4.4.5 Using object storage

 

4.4.5.1 Best practices

The object storage service is provided over two different protocols, Swift and S3. Data uploaded using one protocol is visible with the other protocol. Each protocol has serveral different tools you can use. Here is a quick list of generic recommendations.

  • If you have a choice, use the Swift protocol, it's better supported.
  • Do not use uppercase characters in the names of containers/buckets.
  • It's better to store a few large objects than a lot of small objects.
     

4.4.5.2 Pseudo-folders

You can not have containers with other containers inside them. You can however make use of so called pseudo-folders.

If an object name contains a forward slash "/", it is interpreted as a folder separator. These are shown as folders listings when accessing the data. These pseudo-folders are automatically added if you upload whole folders with command line clients.

For example, if you add two objects to a container
cats/cat1.png
cats/cat2.png
listing the container will show a folder called "cats" and the two files within it.

Please note! This means you can not have empty pseudo-folders, since they require at least one object inside them.
 


4.4.5.3 Clients

There are several different ways of accessing object storage. We support both the Swift and S3 protocols to manage the data. Below is just a short list of tools. There are more.

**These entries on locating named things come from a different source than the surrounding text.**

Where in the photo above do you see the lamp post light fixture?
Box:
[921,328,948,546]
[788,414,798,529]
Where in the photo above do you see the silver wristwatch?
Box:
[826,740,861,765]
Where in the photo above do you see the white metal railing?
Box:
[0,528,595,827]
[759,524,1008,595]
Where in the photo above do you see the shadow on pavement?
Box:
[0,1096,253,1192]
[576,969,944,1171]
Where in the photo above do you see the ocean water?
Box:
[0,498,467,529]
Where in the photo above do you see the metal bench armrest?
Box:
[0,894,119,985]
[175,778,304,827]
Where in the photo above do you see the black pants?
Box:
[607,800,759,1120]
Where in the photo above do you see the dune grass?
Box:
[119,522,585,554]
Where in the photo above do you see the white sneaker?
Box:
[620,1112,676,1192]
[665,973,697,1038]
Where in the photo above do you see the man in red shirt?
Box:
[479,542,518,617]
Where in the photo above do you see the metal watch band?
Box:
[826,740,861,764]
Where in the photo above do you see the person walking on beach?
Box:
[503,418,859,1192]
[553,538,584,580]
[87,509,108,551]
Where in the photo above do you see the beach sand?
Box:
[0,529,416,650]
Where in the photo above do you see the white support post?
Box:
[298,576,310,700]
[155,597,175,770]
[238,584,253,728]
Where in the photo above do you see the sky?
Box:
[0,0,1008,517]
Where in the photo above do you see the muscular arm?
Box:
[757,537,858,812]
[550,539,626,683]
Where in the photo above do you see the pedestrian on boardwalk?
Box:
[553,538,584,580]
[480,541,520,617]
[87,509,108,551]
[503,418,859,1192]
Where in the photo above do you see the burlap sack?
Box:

Client Usable Chapter In This User Guide Notes
Web client Yes 4.4.5.4 Use via https://pouta.csc.fi
python-swiftclient Yes 4.4.5.5 This is the recommended Swift client
s3cmd Yes 4.4.5.6

Version 2.0.1 or later. Can be problematic in OS X, with which you can use:

$ python3 virtualenv
$ pip3 install s3cmd
$ s3cmd --signature-v2
python-swift library Yes 4.4.5.7  

libs3

Yes   This is the recommended S3 client
python-openstackclient Yes    
aws-cli Yes   aws-cli and the boto3 python library. Set signature = s3 in the credentials file.
nordugrid-arc-client No   Can be used for grid jobs. Bug reports submitted.
curl Yes   Extremely simple to use with public objects and temporary URLs
wget Yes   Same as curl
 

4.4.5.4 Web client - Openstack Horizon Dashboard

The OpenStack documentation on managing containers over the web interface can be found here https://docs.openstack.org/horizon/latest/user/manage-containers.html

The openstack dashboard has a small subset of the Object Storage functionalities: Create, delete and list containers. Upload and download files. Additionally, you can make containers public or private.

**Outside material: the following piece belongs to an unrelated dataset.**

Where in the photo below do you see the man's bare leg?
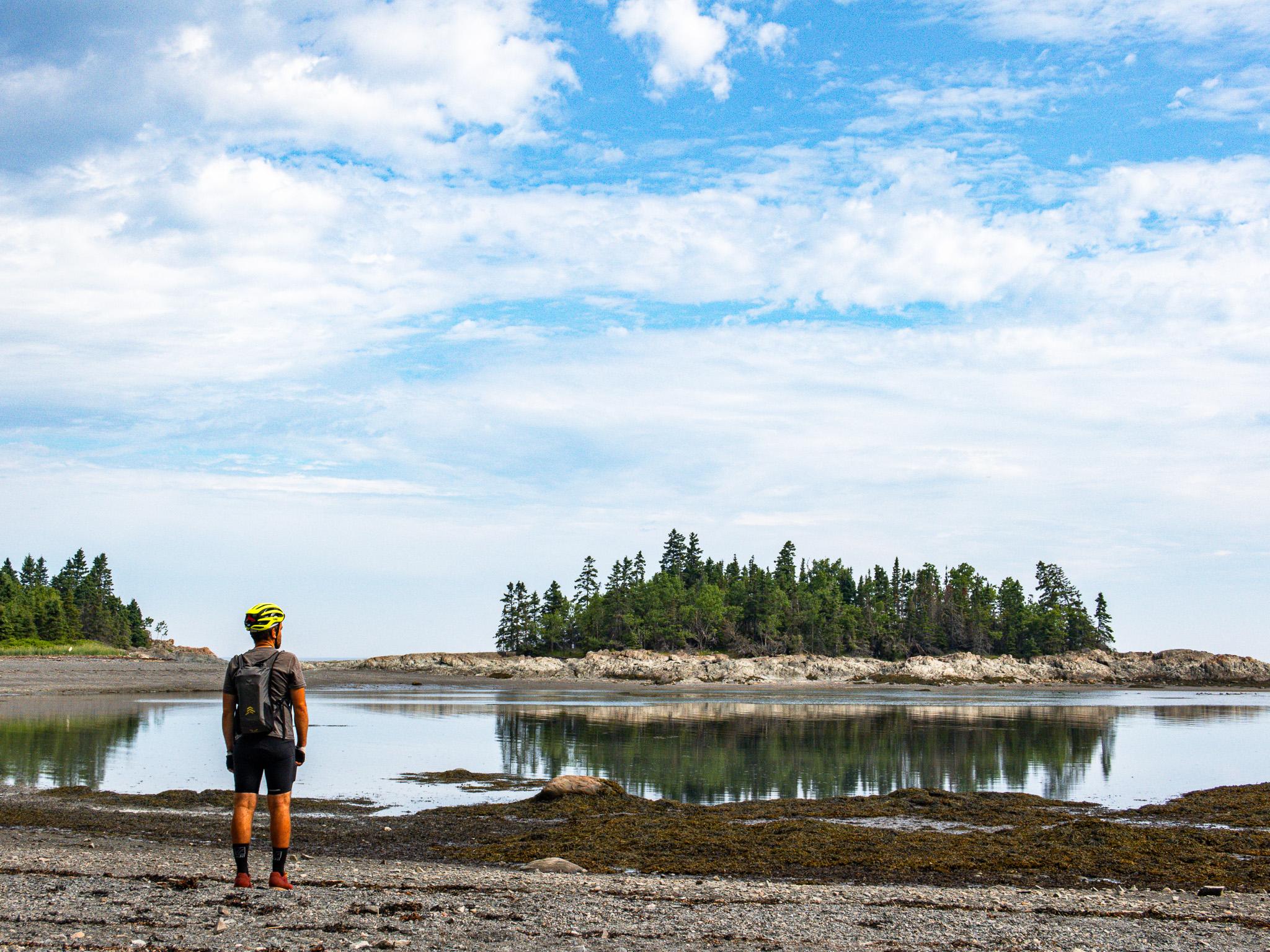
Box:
[230,793,255,886]
[269,792,291,890]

This picture is hosted on our object storage!

4.4.5.5 Swift client

For basic operation we recommend using the "openstack" command line client. It can access the object storage, but it is limited in its features. The more advanced "swift" command line clients is used in the  examples.

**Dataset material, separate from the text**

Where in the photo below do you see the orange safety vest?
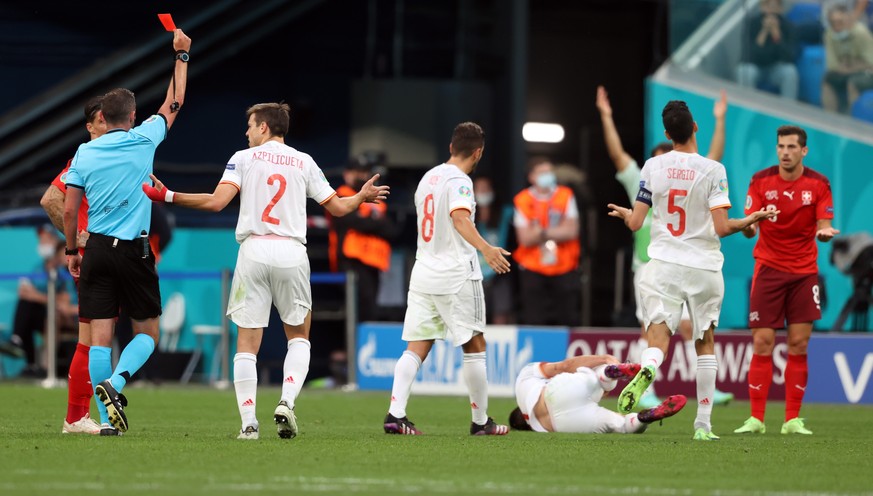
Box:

This assumes that you have the swift command line client installed (https://research.csc.fi/pouta-install-client), and your credentials sourced. Typical commands for first-time use might be:

$ swift auth
$ swift list
$ swift stat
$ swift download <bucket name> <file name>


The below example uploads a file called cat.jpg into a pseudo-folder called Pictures which is inside a bucket called cats.

$ md5sum Pictures/cat.jpg
22e44aa2b856e4df892b43c63d15138a  Pictures/cat.jpg
$ swift upload cats Pictures/cat.jpg
Pictures/cat.jpg
$ swift list cats
Pictures/cat.jpg
$ swift download cats Pictures/cat.jpg -o cat.jpg
Pictures/cat.jpg [auth 0.664s, headers 0.925s, total 0.969s, 3.605 MB/s]
$ md5sum cat.jpg
22e44aa2b856e4df892b43c63d15138a  cat.jpg


4.4.5.5.1 Metadata

The following command provides details about a bucket:
$ swift stat cats
                      Account: AUTH_$PROJECT_UUID
                    Container: cats
                      Objects: 2
                        Bytes: 1162342
                     Read ACL:
                    Write ACL:
                      Sync To:
                     Sync Key:
                Accept-Ranges: bytes
             X-Storage-Policy: default-placement
X-Container-Bytes-Used-Actual: 1167360
                  X-Timestamp: 1516776076.95812
                   X-Trans-Id: tx0000000000000000001d6-q-q-cpouta-production-kaj
                 Content-Type: text/plain; charset=utf-8

Define some metadata for a bucket (set read-only to the world instead of the default which is private to project only):
swift post cats --read-acl ".r:*"

More details about a file :
$ swift stat cats Pictures/cat4.jpg
         Account: AUTH_$PROJECT_ID
       Container: cats
          Object: Pictures/cat4.jpg
    Content Type: image/jpeg
  Content Length: 63220
   Last Modified: Wed, 24 Jan 2018 10:17:03 GMT
            ETag: a38f8db198e3fea43c83c465ffb0283b
Meta S3Cmd-Attrs: atime:1516788402/ctime:1513681753/gid:$LOCALGID/gname:$LOCALGROUP/md5:a38f8db198e3fea43c83c465ffb0283b/mode:33188/mtime:1513681747/uid:$LOCALUID/uname:$LOCALUSER
   Accept-Ranges: bytes
     X-Timestamp: 1516789023.84380
      X-Trans-Id: tx0000000000000000001d6-q-q-cpouta-production-kaj

Note how the above file was uploaded with the s3cmd client and it added the extra S3Cmd-Attrs metadata compared to one uploaded with swift or s3. ETag is the "hash" when viewing the file details in the cPouta dashboard.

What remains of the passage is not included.